Fletcher continues: “The influence that we have in the kind of work we deliver affects directly some of the key performance metrics that the water authorities are now measured against.
“That’s meant it’s become a really exciting place to work particularly with forward-thinking clients. Those that are prepared to take a different view on life and are prepared to put all their cards on the table in a really open way means that we’ll become aligned to their PR19 business plan submissions, we’ll be buying into those business plans directly.”
Fletcher says it is about how contractors can influence that, and a lot of it is based on trust, built on openness, honesty and establishing incredible collaborative working models that are underpinned with the right people.
And having the right people is where behavioural assessments in water company procurement processes comes in.
Fletcher explains: “If they’re looking for people who do truly demonstrate capability in collaboration or a belief in collaboration you can’t fake that when you’re put through a three-day assessment process. It’s a huge leap forward. If you take a client’s view that says ‘if we get the right people, we’ll make it work’ and some of these assessments are really tough, really challenging at every level.”
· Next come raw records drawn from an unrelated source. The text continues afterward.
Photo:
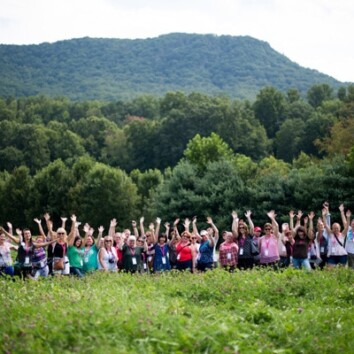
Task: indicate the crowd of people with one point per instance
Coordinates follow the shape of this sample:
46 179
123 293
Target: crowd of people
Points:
297 243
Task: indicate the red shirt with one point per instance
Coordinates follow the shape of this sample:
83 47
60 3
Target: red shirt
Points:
184 252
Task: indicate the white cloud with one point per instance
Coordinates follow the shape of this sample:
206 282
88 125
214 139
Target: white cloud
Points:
314 33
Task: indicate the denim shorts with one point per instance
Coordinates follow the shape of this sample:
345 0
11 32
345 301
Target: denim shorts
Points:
337 260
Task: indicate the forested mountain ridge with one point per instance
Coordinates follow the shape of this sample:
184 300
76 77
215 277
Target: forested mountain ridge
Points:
111 69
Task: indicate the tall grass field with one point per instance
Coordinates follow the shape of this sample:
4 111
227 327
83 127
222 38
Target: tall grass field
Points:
258 311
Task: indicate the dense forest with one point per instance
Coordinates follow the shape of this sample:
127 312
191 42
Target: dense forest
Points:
122 69
176 155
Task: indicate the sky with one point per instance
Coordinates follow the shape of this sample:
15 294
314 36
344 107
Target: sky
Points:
316 34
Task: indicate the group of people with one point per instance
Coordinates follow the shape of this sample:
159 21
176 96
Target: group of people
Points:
300 245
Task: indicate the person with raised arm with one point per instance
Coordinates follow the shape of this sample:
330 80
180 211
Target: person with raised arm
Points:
6 264
206 250
186 255
91 248
268 244
23 263
132 254
284 245
30 254
228 250
162 250
175 238
75 249
39 258
150 240
107 256
243 237
301 241
336 239
349 247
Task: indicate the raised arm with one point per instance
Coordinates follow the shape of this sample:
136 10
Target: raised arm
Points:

He should know, having undergone behavioural assessment himself.
“They get under the skin of all aspects of your personal traits. It’s quite disconcerting to have somebody walk right behind you with a clipboard writing something down every time you scratch yourself,” he recalls, laughing. “But you know what? When you take that to the next degree, the way the [client / contractor] relationship had evolved so quickly we were able to ask to see the results of their teams.”
Not having the right people means you are not successful, says Fletcher. Kier has spent a lot of time to ensure that it does, and that they believe in the values “that are true to us”.
Fletcher concludes: “It genuinely is a really exciting time to be in this sector. There’s been a lot of change in client organisational structures, and there will be further consolidation in the water sector.”
He continues: “With the regulatory pressures mixed, the change of workforces that we’ve got and longer-term arrangements, it all mixes up to be something that is quite exciting.”
This article first appeared in WET News.